Искомые строения должны быть где-то рядом. Только вот где? Не видно что-то. Чернышев даже остановился, чтобы вспомнить какие-нибудь приметы перед избой Настасьи. И стоило кату осмотреться внимательно вокруг себя, как тут же взгляд его уткнулся в два дуба-великана. Великаны показались кату знакомыми, он, подойдя к ним поближе, даже присвистнул от свалившегося на него под кронами дубов открытия. Дом Настасьи и все окружавшие его избы сгорели, можно сказать дотла. Головешки, конечно, остались, но жилья в этой округе уже не было. Всё пожрал здесь прожорливый огонь. Всё, что можно, пощадив разве что пожилых дубов. Им, тоже досталось от огня полной сторицей. Тоже почернела их крепкая кора. Однако великаны эту напасть смогли пережить и теперь с грустью взирали на печальные остатки чьего-то былого счастья. Еремей замер возле пожарища. И сколько бы он так простоял неведомо никому, да только вот прилетел откуда-то порыв удалого ветра, просыпал на голову Чернышева остатка обгорелых веток с дуба и умчал дальше, а на его место уже следующий порыв с протяжным шорохом явился. Всё небо, на удивление чистое ранним утром, заволокла мутная серость рваных облаков, помрачнело сразу все вокруг, и упали из небесной серости первые крупные дождевые капли. Капли ударили ката в лицо, как бы приводя в чувство и торопя поскорее принять решение о дальнейшей судьбе его. Хватил, мол, столбом стоять, решайся на что-нибудь поскорее. Решайся.

— Что же такое творится на белом свете, Господи? — пробормотал Чернышев, широким шагом пошагав в сторону уже знакомого ему монастыря. — Как же мне жить-то теперь дальше? Вот ведь несчастье какое на Настасью свалилось! А всё ведь из-за чего? Всё ведь из-за пожара этого. Как же она теперь дальше-то жить будет. Помоги ей Господи сдюжить и на этот раз! Очень тебя прошу, помоги!

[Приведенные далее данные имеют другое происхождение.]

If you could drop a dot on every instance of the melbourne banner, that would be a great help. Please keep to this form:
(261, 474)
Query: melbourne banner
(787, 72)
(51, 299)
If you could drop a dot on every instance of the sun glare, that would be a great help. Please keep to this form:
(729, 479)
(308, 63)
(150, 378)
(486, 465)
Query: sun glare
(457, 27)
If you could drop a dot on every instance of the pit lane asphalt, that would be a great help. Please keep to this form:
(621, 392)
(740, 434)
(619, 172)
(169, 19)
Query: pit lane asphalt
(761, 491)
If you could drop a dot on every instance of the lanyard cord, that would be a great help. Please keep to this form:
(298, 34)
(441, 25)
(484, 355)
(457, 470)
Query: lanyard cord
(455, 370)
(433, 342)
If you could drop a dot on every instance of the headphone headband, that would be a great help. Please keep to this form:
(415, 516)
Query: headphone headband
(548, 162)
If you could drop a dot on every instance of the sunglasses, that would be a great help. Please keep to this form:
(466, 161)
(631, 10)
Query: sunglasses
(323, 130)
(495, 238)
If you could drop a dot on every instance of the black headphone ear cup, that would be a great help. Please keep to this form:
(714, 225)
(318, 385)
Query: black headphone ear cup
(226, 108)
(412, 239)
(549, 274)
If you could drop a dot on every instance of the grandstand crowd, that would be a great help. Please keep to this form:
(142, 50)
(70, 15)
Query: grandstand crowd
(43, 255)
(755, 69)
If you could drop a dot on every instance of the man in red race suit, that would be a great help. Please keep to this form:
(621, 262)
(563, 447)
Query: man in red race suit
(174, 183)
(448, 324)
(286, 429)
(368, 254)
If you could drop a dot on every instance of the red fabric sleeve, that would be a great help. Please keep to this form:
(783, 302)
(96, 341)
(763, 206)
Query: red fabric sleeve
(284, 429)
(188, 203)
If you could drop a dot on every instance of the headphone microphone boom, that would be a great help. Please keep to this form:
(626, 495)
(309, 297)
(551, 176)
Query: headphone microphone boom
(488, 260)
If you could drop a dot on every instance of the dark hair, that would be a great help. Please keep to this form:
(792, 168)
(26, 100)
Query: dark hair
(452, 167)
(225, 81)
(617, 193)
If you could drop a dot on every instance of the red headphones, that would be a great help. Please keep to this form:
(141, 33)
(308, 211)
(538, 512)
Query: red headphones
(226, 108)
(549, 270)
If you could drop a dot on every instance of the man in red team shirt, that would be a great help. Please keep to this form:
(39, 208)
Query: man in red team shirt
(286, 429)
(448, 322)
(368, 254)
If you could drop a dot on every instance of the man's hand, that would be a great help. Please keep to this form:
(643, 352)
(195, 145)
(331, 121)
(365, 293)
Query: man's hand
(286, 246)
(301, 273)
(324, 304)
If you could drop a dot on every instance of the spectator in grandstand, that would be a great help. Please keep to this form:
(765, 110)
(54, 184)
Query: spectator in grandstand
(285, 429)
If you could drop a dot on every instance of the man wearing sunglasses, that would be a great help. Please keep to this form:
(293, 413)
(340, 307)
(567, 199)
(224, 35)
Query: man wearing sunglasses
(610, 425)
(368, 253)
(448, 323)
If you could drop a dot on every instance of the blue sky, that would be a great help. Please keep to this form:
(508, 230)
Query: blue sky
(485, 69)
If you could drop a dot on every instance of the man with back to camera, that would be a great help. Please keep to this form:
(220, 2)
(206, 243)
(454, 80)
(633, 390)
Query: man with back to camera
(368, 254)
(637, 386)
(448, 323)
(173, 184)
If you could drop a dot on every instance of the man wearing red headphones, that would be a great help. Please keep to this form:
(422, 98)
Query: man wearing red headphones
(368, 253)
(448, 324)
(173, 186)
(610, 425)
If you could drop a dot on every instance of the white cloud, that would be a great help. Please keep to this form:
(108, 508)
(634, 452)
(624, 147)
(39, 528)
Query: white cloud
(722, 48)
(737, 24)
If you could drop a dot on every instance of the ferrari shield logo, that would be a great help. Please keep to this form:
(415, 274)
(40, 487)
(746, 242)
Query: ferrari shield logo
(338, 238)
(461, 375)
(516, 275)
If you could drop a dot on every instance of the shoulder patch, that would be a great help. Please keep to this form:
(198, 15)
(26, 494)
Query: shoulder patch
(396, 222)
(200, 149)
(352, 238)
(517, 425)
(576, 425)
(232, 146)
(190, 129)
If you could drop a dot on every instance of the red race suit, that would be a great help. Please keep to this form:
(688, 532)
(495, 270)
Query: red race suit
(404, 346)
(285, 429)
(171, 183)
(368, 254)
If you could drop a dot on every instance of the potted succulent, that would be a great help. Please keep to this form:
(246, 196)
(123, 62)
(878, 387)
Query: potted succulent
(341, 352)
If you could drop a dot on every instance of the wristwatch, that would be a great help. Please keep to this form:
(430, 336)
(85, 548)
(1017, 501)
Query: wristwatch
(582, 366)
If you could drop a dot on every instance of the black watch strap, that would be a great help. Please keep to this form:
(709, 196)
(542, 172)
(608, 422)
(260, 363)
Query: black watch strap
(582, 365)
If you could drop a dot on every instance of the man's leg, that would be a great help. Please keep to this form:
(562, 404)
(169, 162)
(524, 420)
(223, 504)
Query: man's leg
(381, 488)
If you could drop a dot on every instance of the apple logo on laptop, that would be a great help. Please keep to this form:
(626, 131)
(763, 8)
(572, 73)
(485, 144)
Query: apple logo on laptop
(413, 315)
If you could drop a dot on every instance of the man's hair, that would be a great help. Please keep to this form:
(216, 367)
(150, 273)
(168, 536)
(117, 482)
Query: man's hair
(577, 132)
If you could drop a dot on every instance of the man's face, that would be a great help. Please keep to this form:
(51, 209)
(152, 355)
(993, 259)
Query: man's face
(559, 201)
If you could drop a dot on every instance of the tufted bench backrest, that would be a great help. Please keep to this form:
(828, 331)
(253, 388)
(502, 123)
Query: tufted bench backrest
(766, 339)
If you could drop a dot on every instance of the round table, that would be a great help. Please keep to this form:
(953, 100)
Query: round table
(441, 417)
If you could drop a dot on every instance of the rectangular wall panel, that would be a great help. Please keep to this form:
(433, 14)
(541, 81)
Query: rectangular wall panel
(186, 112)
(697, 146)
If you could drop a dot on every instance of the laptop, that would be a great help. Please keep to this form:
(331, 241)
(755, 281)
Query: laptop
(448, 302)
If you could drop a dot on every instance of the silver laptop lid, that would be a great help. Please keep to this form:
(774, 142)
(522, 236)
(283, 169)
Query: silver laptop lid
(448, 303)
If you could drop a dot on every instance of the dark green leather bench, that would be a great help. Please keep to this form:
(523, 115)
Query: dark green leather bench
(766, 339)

Еремей Матвеевич, подгоняемый в спину не смелыми пока еще дождевыми струями, решился найти себе приют в обители, а заодно и продолжить исполнять просьбу старика-монаха, про которую, кстати сказать, кат и позабыл совсем, в круговерти последних событий.

— Как же так-то? — мысленно сокрушался он, широко шагая по московским лужам. — Грех-то, какой. Выходит, подвел я Дементия безрассудством своим. А ведь как он меня просил? А я? Обязательно надо ещё две ночи в храме отстоять. Обязательно. Придется, еще значит, в Москве мне побыть. Ничего, поскорее потом побегу. Нагоню по дороге потерянное время. Конечно же, нагоню.

Приняв твердое решение о ночной молитве в храме, Еремей, понимая, что дождь уже не на шутку разошелся, перешел с шага на бег и скоро подбежал к монастырской стене. Не больше трех шагов до заветных ворот осталось, и тут кто-то бросился к нему на шею. Дерзко так бросился, но схватился за шею не зло, а скорее, даже ласково. Чернышев сперва смутился слегка от ласковости той, но потом хотел на всякий случай освободиться и сбросить нападавшего в грязную лужу. Однако замешкался чуть кат, поскользнулся в той самой грязной луже, и не сбросил никого со своей шеи, а когда вновь решился на освобождение, то вдруг узнал в нападавшем Настену. Это именно она радостно обнимала Чернышева на тропинке, как раз возле монастырских ворот.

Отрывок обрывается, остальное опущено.